That said, if your horse is raising his head and not reaching under himself you have a training issue not a bitting issue. A raised head equals a hollow back and a short stride behind. Forcing the head lower with a bit (regardless of what kind) is not going to get a supple back, nice reach under or much of anything else as this is what is known as riding front to back. 

I would be using a sweet iron snaffle (even a double link if you horse fusses) and a loose rein.. teaching the horse forward and down. If he yaws with a snaffle, and your hands are not the cause, you can use a dropped nose band to support the bit or a flash nose band (does the same thing) that will also prevent the evasion of mouth opening. 

Nothing much can be accomplished riding with a rope halter.


----------



## jaydee (May 10, 2012)

I have no problem with a true English type Kimberwick used with a low port and a correctly fitted curb chain but the bit the OP has shown isn't one and the slotted type are known as Uxeter Kimberwicks

I don't agree with using what amounts to be an artificial aid as a shortcut though. It is possible to get a horse in a real collected outline in a bitless bridle or a short shanked hackamore but if the OP wants to compete in dressage or something like that then she should get a competition legal snaffle type bit and put the hours in.


----------



## HighOctaine2000 (Sep 15, 2015)

Like I said, bits confuse the heck out of me - but I know he strongly dislikes single link bits and didn't particularly like the French link, either. I gave him time to adjust and his teeth are checked once or twice a year. I switched to the rope because I got tired of fighting with him and he was starting to dislike seeing me. I'll try him in this since I have it and see how he does.

Someone had asked earlier if he was used to a bit - the answer is yes, he used to show with the previous owner and eventually became an absolute terror. He's much, much better now.


----------



## Yogiwick (Sep 30, 2013)

HighOctaine2000 said:


> Isn't that essentially the exact same thing I have in a different brand...?


Same as the Kimberwick? Not at all XD. That's a Myler bit. It is jointed but that middle roller prevents the joints from bending very far. They are curved, some are low ( like this) some have a higher port which i would stay away from.

The slots would allow you to have a little more poll pressure if desired. The Kimberwick needs a curb chain and I'm not sure this does, the mouthpiece is different as well. Yours is straight and the copper is attached not separate (it's an interesting mouthpiece).

The Kimberwick seems a little random to me, I get why it was suggested but I feel like there are better options for what you desire.

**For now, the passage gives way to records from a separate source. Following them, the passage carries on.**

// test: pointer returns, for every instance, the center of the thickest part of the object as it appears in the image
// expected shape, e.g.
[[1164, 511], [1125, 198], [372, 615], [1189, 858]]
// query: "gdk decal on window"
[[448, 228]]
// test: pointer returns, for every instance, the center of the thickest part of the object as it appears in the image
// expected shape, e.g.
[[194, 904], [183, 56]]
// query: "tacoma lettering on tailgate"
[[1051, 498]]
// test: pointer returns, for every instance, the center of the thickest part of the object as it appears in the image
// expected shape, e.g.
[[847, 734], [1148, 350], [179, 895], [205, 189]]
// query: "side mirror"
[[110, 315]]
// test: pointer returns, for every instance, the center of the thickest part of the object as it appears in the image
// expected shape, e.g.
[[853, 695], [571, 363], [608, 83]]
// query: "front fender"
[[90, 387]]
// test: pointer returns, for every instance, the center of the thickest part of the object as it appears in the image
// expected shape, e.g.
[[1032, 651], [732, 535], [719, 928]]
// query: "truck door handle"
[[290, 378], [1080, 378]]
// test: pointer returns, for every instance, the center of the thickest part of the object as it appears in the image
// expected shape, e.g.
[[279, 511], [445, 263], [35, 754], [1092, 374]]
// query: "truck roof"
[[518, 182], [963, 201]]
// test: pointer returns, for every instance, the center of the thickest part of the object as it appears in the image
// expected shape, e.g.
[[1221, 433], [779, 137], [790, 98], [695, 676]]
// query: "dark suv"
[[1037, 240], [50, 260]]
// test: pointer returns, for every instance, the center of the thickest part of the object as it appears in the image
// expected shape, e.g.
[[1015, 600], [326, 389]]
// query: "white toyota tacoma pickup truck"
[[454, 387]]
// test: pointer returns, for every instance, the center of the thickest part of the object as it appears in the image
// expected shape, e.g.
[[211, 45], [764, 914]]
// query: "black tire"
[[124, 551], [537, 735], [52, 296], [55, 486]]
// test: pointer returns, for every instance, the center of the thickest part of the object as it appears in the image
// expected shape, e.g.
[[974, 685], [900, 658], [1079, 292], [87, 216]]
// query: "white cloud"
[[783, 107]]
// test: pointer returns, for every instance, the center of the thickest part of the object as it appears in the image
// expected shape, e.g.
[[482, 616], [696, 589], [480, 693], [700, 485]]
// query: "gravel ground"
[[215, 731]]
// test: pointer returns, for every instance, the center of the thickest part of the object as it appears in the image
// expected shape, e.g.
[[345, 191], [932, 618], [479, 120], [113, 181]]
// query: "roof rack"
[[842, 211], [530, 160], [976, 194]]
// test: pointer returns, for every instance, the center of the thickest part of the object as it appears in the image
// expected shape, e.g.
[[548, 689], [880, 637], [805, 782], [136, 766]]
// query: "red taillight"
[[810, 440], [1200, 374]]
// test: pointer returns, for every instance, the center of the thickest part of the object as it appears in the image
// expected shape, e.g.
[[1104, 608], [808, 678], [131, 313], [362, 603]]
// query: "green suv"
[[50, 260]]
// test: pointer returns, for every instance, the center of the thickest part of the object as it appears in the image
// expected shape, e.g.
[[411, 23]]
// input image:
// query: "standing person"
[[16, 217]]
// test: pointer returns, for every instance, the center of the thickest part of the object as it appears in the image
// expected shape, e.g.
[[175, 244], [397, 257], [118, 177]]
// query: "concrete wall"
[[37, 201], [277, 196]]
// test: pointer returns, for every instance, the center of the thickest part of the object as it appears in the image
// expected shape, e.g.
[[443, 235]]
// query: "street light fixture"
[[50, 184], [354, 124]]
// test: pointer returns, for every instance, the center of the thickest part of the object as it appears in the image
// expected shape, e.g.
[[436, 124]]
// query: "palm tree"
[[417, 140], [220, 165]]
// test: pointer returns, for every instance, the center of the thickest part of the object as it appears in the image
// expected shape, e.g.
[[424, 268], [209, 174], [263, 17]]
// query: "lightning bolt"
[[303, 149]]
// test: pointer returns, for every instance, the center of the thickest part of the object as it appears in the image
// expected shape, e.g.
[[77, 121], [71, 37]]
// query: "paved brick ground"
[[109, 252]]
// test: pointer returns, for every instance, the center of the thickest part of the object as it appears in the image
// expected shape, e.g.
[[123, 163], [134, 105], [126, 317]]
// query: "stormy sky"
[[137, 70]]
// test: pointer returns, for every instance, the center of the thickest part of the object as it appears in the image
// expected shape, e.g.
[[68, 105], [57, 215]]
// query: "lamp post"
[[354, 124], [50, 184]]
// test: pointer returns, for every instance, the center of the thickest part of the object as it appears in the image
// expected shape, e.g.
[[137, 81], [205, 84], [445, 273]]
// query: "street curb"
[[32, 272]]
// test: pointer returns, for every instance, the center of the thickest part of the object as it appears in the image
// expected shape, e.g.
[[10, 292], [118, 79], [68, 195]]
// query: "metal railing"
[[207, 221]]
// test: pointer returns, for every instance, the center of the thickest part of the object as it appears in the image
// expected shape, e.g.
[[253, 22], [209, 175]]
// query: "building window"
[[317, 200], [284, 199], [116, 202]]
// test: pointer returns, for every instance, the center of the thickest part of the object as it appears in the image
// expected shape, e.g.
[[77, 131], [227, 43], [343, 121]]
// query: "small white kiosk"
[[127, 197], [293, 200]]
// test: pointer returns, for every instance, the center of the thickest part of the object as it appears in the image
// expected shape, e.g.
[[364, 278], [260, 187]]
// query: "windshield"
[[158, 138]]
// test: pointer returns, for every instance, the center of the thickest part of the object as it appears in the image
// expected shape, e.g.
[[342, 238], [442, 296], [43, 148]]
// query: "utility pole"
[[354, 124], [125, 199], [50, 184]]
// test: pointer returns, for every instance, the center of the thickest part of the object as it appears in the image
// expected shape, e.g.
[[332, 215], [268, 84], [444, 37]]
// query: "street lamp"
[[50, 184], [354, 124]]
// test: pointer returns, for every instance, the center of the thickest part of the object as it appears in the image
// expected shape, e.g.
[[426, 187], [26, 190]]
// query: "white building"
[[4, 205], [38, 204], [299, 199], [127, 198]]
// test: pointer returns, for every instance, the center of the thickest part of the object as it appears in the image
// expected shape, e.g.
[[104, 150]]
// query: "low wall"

I agree a Pelham may be a good choice, but the OP will need to learn to ride with two reins .


----------



## Elana (Jan 28, 2011)

Riding with two reins and a full bridle on a well trained horse provides so much clarity.


----------



## HighOctaine2000 (Sep 15, 2015)

Well, the bit didn't fit him so it looks like it wasn't meant to be!! He needs more like a 4 1/2. The search continues and I'll definitely be taking all of your advice into consideration!


----------



## Yogiwick (Sep 30, 2013)

A lot of trainers have "bit boxes" you can rummage around in. Buying online and returning is a pain so I'd see what you could find available at least to try.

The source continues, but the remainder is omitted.